Of the first meeting (with FT Asia bureau chief Victor Mallet in tow) Barber writes, Modi was a lot sharper than Rahul Gandhi, whom he also met on the trip and calls him a hard-edged, ambitious man blamed for “tolerating, if not inciting” anti-Muslim violence in 2002.
Modi: “Everyone agrees on 90 per cent of what is needed to be done in India.”
Barber: “How about liberalisation of the retail sector to help bring down food prices–and opening up the market for foreign companies to compete against entrenched city merchants?”
Modi (guffawing): “Ah, that falls into the 10 per cent.”
The chief minister talks a great deal about farm reform and raising living standards.
Lionel Barber’s second meeting with Modi is in 2019 (with Delhi bureau chief Amy Kazmin in tow).

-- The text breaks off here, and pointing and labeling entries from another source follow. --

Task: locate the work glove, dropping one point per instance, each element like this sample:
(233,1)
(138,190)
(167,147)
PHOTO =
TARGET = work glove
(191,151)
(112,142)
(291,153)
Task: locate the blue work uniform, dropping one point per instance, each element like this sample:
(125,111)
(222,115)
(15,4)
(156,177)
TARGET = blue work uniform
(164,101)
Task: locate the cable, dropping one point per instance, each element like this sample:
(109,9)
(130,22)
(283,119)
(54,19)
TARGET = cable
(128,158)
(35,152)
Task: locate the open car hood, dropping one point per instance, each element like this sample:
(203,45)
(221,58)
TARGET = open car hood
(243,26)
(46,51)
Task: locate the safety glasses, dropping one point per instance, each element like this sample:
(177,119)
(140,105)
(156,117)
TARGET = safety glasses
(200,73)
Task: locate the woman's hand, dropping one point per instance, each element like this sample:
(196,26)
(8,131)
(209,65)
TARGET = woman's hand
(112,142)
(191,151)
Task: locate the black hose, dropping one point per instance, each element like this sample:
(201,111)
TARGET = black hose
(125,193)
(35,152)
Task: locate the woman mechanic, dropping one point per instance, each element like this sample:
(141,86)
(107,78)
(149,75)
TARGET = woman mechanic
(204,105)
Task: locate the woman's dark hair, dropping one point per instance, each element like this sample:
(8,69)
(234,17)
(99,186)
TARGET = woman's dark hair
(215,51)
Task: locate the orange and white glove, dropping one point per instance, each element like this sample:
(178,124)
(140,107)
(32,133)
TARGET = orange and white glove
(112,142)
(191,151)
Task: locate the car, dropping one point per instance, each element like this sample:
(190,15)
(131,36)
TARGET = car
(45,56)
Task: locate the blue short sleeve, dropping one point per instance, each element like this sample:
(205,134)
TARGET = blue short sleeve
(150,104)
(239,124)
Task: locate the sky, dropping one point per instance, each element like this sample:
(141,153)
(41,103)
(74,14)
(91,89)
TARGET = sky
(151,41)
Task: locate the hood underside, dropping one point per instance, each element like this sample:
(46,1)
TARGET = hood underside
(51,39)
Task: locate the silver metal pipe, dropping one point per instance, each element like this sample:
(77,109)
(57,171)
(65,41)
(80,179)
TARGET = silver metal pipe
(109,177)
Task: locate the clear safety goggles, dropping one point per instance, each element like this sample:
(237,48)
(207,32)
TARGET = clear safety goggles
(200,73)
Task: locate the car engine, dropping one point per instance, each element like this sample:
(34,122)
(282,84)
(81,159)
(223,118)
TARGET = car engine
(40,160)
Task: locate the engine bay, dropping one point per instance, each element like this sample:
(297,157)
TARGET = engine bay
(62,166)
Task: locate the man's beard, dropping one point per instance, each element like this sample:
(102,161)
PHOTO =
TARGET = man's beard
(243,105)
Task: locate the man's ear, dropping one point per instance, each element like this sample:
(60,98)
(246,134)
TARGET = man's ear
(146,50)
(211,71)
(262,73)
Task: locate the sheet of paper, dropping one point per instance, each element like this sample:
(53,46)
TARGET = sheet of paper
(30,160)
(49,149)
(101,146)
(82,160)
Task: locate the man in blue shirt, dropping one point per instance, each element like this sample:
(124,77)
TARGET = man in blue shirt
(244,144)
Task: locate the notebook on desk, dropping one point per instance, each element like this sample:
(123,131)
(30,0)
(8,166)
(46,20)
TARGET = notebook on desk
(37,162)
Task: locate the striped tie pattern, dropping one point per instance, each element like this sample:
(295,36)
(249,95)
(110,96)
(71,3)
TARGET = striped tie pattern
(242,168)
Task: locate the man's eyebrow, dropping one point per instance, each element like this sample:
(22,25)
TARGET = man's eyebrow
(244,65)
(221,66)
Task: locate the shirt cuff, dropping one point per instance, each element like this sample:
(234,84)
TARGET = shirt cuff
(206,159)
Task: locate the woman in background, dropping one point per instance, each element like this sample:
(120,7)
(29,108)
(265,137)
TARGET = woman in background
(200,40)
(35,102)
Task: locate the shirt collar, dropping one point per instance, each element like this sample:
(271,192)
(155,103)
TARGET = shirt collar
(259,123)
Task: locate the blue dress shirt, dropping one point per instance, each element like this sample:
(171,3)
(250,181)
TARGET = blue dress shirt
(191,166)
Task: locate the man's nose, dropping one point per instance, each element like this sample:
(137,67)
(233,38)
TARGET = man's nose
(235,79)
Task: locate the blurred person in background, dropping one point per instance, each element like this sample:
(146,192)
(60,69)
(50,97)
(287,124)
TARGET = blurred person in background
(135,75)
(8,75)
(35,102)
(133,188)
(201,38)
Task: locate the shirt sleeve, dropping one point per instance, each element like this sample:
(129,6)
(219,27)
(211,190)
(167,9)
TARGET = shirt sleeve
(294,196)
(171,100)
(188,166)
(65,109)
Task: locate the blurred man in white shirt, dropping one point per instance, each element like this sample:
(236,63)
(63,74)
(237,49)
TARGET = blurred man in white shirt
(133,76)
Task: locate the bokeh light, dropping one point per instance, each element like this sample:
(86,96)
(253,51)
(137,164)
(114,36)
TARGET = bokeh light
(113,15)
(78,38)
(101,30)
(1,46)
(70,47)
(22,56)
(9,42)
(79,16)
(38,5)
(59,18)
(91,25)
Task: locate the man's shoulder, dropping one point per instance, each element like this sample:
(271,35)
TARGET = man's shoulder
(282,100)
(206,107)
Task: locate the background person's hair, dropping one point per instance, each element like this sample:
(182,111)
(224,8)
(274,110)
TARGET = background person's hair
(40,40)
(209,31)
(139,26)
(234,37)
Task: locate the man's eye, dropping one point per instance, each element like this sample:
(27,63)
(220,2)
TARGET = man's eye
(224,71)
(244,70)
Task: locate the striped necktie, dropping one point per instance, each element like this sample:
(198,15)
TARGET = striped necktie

Barber comes away from it and records that there was “still an edge of menace about the man who, lest we forget, had his finger on a nuclear button”.
“His answer to my first question about agricultural reforms takes the best part of 15 minutes.
“Every now and then, he stares at me, checking whether I have absorbed his message.
“The earlier smiles have disappeared.
“On departure, Modi hands me an envelope and urges me to open it. I assume it’s a copy of the official snapshot on arrival today. In fact, the envelope also contains official photographs of our first meeting in Ahmedabad.
“A touching memento, but also perhaps a gentle reminder: we have you on our files.”